I might wish my day job – which is a career-type job that my colleagues devote all their energy to – intruded less on the writing. But it’s a great job with terrific people. I’m counting my blessings.

See you on the other side of Sandia!

Back Off, Man!

This is one of my long-time friends back in Wyoming. We worked at the Wyoming Game and Fish Laboratory together, along with David. She’s still there and I’m betting she’ll be Director someday.

That era formed a big chunk of my life. Physiology, wildlife, the community of academic and applied scientists. Like all groups formed around a field of study, we had our jargon, our in-jokes. We once went around a party of Zoology & Physiology types and asked each person there this question: if you saw a dead animal by the side of the road, what would you do with it?

Yeah, see – a lot of you out there are kind of squinting at the screen now and saying, “um, do with it?”

The only people at the party who did not say “take it home and put it in the freezer” were spouses. For years I had any number of dead animals in my freezers, both at home and in various lab spaces. People sometimes asked me if they could put frozen dead animals in the Physiology lab chest freezers, because we always had extra space.
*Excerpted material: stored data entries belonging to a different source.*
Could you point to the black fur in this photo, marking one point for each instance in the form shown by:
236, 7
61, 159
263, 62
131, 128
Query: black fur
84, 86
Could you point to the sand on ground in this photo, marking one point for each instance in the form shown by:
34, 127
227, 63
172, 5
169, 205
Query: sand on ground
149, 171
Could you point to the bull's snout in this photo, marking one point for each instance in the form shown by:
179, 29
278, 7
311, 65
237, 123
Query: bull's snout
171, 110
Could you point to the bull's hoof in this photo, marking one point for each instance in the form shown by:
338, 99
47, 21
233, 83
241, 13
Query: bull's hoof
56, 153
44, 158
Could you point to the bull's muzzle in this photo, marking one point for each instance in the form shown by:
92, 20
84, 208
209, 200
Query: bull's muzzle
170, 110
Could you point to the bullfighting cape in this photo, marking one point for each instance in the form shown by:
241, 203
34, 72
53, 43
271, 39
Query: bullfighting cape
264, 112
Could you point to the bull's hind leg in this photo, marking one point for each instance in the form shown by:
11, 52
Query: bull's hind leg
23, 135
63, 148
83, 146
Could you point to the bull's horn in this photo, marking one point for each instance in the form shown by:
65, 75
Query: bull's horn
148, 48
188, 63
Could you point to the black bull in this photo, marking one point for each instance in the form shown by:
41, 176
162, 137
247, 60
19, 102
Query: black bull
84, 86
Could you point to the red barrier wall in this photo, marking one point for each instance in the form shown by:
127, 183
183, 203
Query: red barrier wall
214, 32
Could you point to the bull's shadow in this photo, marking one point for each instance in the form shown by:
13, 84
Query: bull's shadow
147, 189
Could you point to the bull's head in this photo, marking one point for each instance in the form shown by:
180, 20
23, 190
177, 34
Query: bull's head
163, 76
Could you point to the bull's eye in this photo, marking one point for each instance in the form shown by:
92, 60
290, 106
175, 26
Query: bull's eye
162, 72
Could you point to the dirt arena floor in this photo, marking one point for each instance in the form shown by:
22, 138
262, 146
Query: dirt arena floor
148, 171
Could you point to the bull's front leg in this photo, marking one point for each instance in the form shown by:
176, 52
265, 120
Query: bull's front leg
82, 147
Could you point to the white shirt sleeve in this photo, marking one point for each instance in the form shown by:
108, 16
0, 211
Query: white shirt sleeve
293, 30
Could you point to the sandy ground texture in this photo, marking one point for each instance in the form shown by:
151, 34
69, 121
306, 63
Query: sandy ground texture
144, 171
What? They might come in useful.

I still have a bobcat skull that I spent months cleaning.

At any rate, I thought of this the other day when the HVAC guy came. Don’t ask – just cross your fingers that our heat-exchanger isn’t cracked. He looked at the tag from the gas service showing the very high CO values they’d picked up when we called them and asked me if the gas company had explained what those high values meant. I scrambled for a way to respond and fell back on “We’re both scientists, so…” HVAC guy nodded.
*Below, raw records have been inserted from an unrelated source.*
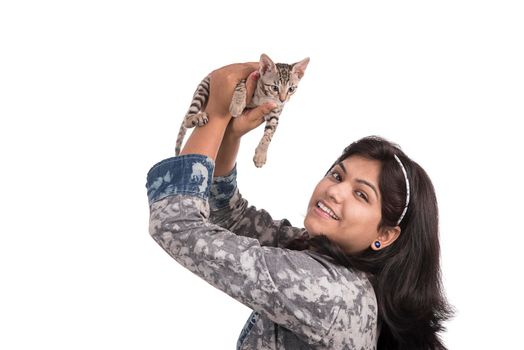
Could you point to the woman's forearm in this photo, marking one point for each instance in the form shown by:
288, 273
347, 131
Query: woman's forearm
206, 139
227, 154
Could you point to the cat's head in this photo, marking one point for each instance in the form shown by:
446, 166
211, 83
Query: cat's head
279, 81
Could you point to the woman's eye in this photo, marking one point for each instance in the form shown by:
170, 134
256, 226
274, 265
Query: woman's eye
335, 175
362, 195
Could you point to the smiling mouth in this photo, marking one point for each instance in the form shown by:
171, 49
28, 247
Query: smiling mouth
324, 208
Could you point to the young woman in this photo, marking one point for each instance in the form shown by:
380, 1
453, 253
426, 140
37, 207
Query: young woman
363, 273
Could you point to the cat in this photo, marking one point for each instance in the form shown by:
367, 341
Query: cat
277, 83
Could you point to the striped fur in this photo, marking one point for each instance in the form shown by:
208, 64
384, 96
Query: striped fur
276, 84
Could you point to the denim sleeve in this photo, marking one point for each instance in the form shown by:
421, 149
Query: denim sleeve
231, 211
301, 291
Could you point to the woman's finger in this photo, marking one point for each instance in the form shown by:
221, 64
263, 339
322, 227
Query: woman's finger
251, 84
It’s something I want to say sometimes, like when the dental hygienist is explaining in painstaking detail about gum health – and sometimes getting it wrong – that I’m a physiologist and I already understand about epidermal layers. It makes me wish for a t-shirt like my friend’s bumper sticker, back in Wyoming:

BACK OFF, MAN! I’M A SCIENTIST

This classic line, of course, brought to you by Dr. Peter Venkman of the Ghostbusters. Which should tell you right there that it was being used to justify somewhat un-scientific activities.

Still, it’s a great line and an even better attitude.